For the requirements.txt file, you can add the following line to the file:

git+https://github.com/STRONGAYA/v6-tools-rdf.git@v1.0.1

For the setup.py file, you can add the following line to the install_requires list:

        "vantage6-strongaya-rdf @ git+https://github.com/STRONGAYA/v6-tools-rdf.git@v1.0.1",

The algorithm's setup.py, particularly the install_requirements, section file should then look something like this:

from os import path
from codecs import open
from setuptools import setup, find_packages

# We are using a README.md, if you do not have this in your folder, simply replace this with a string.
here = path.abspath(path.dirname(__file__))
with open(path.join(here, 'README.md'), encoding='utf-8') as f:
    long_description = f.read()
setup(
    name='v6-not-an-actual-algorithm',
    version="1.0.1",
    description='Fictive Vantage6 algorithm that performs general statistics computation.',
    long_description=long_description,
    long_description_content_type='text/markdown',
    url='https://github.com/STRONGAYA/v6-not-an-actual-algorithm',
    packages=find_packages(),
    python_requires='>=3.10',
    install_requires=[
        'vantage6-algorithm-tools',
        'numpy',
        'pandas',
        "vantage6-strongaya-rdf @ git+https://github.com/STRONGAYA/v6-tools-rdf.git@v1.0.1"
        # other dependencies
    ]
)

Central (aggregating) example

The functions included in this library focus on extracting RDF data from a SPARQL endpoint. It is not recommended to use these functions in the central (aggregating) section of a Vantage6 algorithm.

Node or local (participating) example

Example usage of the SPARQL data collection function in a node (participating) section of a Vantage6 algorithm:

# General federated algorithm functions
from vantage6_strongaya_general.miscellaneous import safe_log
from vantage6_strongaya_rdf.collect_sparql_data import collect_sparql_data


def partial_general_statistics(variables_to_analyse: dict) -> dict:
    """
    Execute the partial algorithm for some modelling using RDF data.

    Args:
        variables_to_analyse (list): List of variables to analyse.

    Returns:
        dict: A dictionary containing the computed general statistics.
    """
    safe_log("info", "Executing partial algorithm for some modelling using RDF data.")

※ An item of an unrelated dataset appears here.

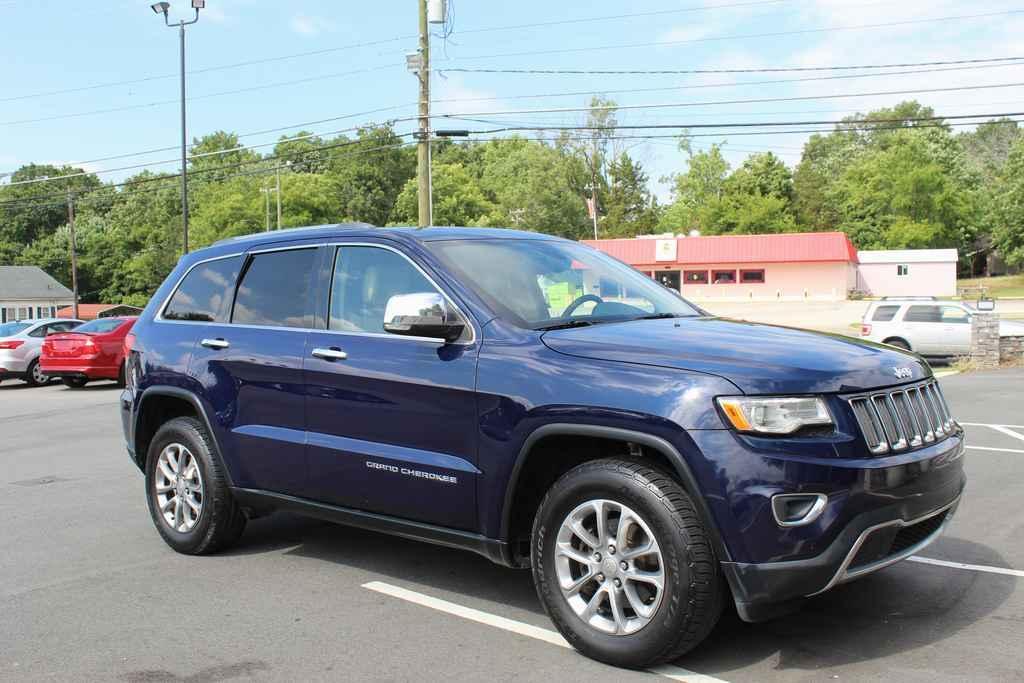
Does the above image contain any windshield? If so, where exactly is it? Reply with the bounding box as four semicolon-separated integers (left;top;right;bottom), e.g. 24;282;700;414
427;239;701;330
71;317;124;335
0;323;31;337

    # Set datatypes for each variable
    df = collect_sparql_data(variables_to_analyse, query_type="single_column",
                             endpoint="http://localhost:7200/repositories/userRepo",
                             )

    # Ensure that the desired privacy measures are applied

    # Do some modelling of the data

    return result

The various functions are available through pip install for debugging and testing purposes. The library can be installed as follows:

pip install git+https://github.com/STRONGAYA/v6-tools-rdf.git

Testing

This repository includes a comprehensive testing framework to ensure the reliability and correctness of all functions, especially in whether RDF-data is queryable when the library is run as a Docker container within a Vantage6 node.

Test Structure

tests/
├── conftest.py                           # Common fixtures and test utilities
├── unit/                                 # Unit tests for individual functions
│   ├── test_library_functions.py         # Tests for library functions
├── integration/                          # Integration tests
│   └── test_vantage6_integration.py      # Data stratification workflows
│   └── test_rdf_algorithm_integration.py # Vantage6 algorithm integration tests
├── mock_algorithm/                       # Mock Vantage6 algorithm to be used for Vantage6 integration testing
│   └── ...                               
└── data/                                 # Test data and configurations
    └── additional_vantage6_*_config.yaml # Additional Vantage6 component configurations
    └── *.ttl                             # Triplified datasets for testing
    └── rdf_store.csv                     # RDF-store reference for the Vantage6 node

Running Tests

Prerequisites

Install test dependencies:

pip install pytest pytest-mock hypothesis faker

Basic Test Execution

# Run all tests
pytest

# Run unit tests only
pytest tests/unit/

# Run integration tests only
pytest tests/integration/

# Run specific test module
pytest tests/unit/test_library_functions.py

# Run with verbose output
pytest -v

Test Categories

Unit Tests: Test individual functions in isolation
Integration Tests: Test complete workflows and component interactions (whether data can be queried from the RDF-store in a Vantage6 node)
Edge Case Tests: Test behaviour with unusual data inputs

Test Data

The test suite uses a synthetic dataset that was triplified using the Triplifier tool.

Continuous Integration

Tests run automatically on every push and pull request via GitHub Actions:

Multiple Python and Vantage6 versions (starting with Python 3.10 and Vantage6 4.11 and 4.12)
Code coverage reporting
Performance benchmarking
Security scanning

Contributing to Tests

When contributing new functionality:

Add unit tests for all new functions
Add integration tests for complete workflows
Include edge case testing for robustness
Ensure new query templates have corresponding tests
Update test data if needed for new scenarios; ensure that this is triplified.
Ensure that the mock algorithm in tests/mock_algorithm covers the new functionality

Test Guidelines

Use descriptive test names that explain what is being tested
Include both positive and negative test cases and scenarios
Test edge cases and error conditions
Use realistic synthetic data
Validate both structure and values of results

Contributors

J. Hogenboom
V. Gouthamchand

Name		Name	Last commit message	Last commit date
Latest commit History 56 Commits
.github/workflows		.github/workflows
src/vantage6_strongaya_rdf		src/vantage6_strongaya_rdf
tests		tests
.gitignore		.gitignore
LICENSE		LICENSE
README.md		README.md
pyproject.toml		pyproject.toml

Provide feedback

Saved searches

Use saved searches to filter your results more quickly

Uh oh!

Repository files navigation

STRONG AYA's RDF Vantage6 tools

Purpose of this repository

Structure of the repository

Usage

Including the library in your Vantage6 algorithm

Central (aggregating) example

Node or local (participating) example

Testing

Test Structure

Running Tests

Prerequisites

Basic Test Execution

Test Categories

Test Data

Continuous Integration

Contributing to Tests

Test Guidelines

Contributors

References

About

Uh oh!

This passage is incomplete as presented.